In late April, following President Joe Biden’s extension of the student loan payment pause and the renewed conversation about widespread debt forgiveness, vlogger and YouTube creator Hank Green tweeted that 40% of Americans who take out student loans do not graduate from college.
He’s not the first to make this claim. Rep. Alma Adams (D-NC) and Sen. Elizabeth Warren (D-Mass.) both made the same claim last year.
THE QUESTION
Do 40% of Americans who take out student loans not graduate from college?
THE SOURCES
- National Center for Education Statistics (NCES)

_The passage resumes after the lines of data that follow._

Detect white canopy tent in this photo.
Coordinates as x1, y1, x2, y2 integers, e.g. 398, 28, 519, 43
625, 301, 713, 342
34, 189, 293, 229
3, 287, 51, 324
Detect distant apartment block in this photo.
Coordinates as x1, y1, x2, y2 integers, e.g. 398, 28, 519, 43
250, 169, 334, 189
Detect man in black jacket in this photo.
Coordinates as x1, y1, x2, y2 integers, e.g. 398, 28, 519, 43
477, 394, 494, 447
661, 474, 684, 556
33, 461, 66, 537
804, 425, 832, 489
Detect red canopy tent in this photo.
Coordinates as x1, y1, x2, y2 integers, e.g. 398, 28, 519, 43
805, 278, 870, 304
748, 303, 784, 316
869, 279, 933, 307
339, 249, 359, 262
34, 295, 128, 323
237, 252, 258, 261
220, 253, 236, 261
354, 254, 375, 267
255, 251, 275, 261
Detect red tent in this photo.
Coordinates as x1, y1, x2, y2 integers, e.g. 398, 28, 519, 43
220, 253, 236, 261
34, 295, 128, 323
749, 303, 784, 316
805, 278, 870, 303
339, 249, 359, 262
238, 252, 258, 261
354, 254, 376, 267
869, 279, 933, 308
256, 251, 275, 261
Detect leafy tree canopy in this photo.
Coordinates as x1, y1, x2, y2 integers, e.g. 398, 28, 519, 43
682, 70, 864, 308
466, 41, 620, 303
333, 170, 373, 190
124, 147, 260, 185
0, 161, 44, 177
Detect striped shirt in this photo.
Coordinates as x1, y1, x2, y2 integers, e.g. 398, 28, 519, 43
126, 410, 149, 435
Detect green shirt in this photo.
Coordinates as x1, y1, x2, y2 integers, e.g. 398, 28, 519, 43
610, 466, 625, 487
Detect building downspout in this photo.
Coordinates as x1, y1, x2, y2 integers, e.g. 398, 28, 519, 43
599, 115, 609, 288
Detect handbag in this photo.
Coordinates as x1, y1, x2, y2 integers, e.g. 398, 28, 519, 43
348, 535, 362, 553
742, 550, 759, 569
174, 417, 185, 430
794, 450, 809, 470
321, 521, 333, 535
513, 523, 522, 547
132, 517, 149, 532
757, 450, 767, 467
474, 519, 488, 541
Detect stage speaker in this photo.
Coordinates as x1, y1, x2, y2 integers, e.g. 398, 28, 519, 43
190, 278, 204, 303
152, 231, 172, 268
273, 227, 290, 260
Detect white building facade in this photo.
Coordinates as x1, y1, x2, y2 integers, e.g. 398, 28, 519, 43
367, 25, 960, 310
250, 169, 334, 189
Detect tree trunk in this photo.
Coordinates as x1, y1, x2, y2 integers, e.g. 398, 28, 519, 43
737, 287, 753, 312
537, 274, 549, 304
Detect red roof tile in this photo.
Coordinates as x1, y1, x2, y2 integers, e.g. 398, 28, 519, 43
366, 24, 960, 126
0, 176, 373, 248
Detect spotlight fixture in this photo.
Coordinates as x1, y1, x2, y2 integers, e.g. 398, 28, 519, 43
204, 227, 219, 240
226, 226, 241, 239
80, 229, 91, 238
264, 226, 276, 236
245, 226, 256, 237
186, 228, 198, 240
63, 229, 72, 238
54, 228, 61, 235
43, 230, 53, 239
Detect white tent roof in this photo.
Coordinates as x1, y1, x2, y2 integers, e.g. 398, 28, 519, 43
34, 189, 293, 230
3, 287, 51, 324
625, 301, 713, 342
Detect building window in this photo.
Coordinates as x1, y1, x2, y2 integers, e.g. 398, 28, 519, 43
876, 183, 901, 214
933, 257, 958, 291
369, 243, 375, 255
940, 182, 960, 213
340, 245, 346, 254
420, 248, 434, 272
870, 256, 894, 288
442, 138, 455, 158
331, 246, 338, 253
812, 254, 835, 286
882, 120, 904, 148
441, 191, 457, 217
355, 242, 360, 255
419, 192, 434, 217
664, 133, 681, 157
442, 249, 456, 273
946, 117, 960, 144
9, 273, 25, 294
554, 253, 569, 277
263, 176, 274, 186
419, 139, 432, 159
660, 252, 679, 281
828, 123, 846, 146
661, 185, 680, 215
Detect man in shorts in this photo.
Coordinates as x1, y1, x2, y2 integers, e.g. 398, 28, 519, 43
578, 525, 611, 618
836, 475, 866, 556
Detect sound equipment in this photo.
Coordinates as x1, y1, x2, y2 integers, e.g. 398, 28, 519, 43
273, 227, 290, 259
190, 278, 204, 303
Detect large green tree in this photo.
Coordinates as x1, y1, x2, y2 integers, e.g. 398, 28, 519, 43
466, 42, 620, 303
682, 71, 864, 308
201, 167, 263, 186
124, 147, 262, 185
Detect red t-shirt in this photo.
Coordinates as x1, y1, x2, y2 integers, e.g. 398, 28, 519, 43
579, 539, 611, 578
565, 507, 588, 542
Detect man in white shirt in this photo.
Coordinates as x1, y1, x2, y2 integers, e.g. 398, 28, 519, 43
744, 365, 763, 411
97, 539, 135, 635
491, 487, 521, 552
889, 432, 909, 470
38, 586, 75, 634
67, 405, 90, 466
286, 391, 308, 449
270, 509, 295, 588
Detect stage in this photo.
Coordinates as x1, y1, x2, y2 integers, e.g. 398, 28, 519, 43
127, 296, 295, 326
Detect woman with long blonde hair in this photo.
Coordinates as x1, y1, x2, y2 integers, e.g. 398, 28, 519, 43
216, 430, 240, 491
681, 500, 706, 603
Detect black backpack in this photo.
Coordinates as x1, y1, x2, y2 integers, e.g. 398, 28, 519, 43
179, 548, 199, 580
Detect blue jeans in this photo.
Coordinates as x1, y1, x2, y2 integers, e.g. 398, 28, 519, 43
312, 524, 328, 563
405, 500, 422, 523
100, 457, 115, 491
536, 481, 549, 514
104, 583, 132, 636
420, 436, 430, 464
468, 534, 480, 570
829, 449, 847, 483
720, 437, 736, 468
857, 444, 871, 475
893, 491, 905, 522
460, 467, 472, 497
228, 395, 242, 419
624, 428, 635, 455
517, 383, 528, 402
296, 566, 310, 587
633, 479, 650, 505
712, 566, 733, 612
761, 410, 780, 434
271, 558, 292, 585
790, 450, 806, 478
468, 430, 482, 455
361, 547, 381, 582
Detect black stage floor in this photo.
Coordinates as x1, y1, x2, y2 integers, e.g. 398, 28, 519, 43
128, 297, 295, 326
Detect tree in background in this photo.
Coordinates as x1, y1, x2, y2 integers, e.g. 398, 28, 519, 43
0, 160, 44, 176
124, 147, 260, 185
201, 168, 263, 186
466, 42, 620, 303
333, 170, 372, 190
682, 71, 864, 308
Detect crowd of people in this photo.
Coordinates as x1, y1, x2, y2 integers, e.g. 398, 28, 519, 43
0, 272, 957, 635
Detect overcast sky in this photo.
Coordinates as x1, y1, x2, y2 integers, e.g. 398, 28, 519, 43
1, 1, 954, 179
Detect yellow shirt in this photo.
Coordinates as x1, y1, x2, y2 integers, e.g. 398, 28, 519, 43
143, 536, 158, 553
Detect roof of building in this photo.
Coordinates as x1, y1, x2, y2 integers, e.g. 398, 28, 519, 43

- Jill Barshay, an economist and education data reporter for the non-profit Hechinger Report, which reports on inequality and innovation in education
THE ANSWER
This claim needs context. A Department of Education survey found that about 40% of student borrowers surveyed didn’t graduate, but the survey's sample size was small and only spanned a six-year period.
WHAT WE FOUND
The National Center for Education Statistics (NCES) routinely surveys cohorts of first-time, beginning students in what it calls the Beginning Postsecondary Students survey. The BPS surveys students at the end of their first year, and then again three years and six years after first entering college. NCES has completed four of these studies, the last of which was the Beginning Postsecondary Students 2012/2017 survey.
The 2012/2017 BPS found that of surveyed freshmen who started college in 2011 and took out loans for their college education between 2011 and 2017, 38.5% did not have a degree by June 2017.
That’s where the 40% figure comes from — but the survey has several limitations.
The survey is based on the responses from 22,500 students who were first enrolled in 2011-12 and responded again to the survey six years later. According to the NCES’s Digest of Education Statistics, total fall enrollment for first-time, degree-seeking or certificate-seeking students has hovered around 3 million since 2008. That means NCES surveyed fewer than 1% of 2011 freshmen.
The survey also didn’t continue beyond June 2017, which means it leaves out anyone who may have earned a degree more than six years after they first enrolled. The NCES says that just over 25% of bachelor’s degree recipients from 2015-16 took longer than six years from the date they first enrolled to get their degree.
According to Jill Barshay, an economist and education data reporter for the non-profit Hechinger Report, which reports on inequality and innovation in education, there’s a good reason why the data is so limited.
“There is no readily available data to say what percentage of student borrowers never graduate from college,” Barshay said. “We can only make estimates by triangulating several data sources that aren't comparing apples to apples.”
Barshay said a major issue with trying to measure this data is determining how long borrowers have to graduate school before they’re included among borrowers who never earned a degree.
It’s much easier to measure this data, Barshay said, the way the Beginning Postsecondary Students survey did — by studying a single cohort of students. But she said studying a single cohort still wouldn’t give a researcher the full national picture and would only be a small slice of students.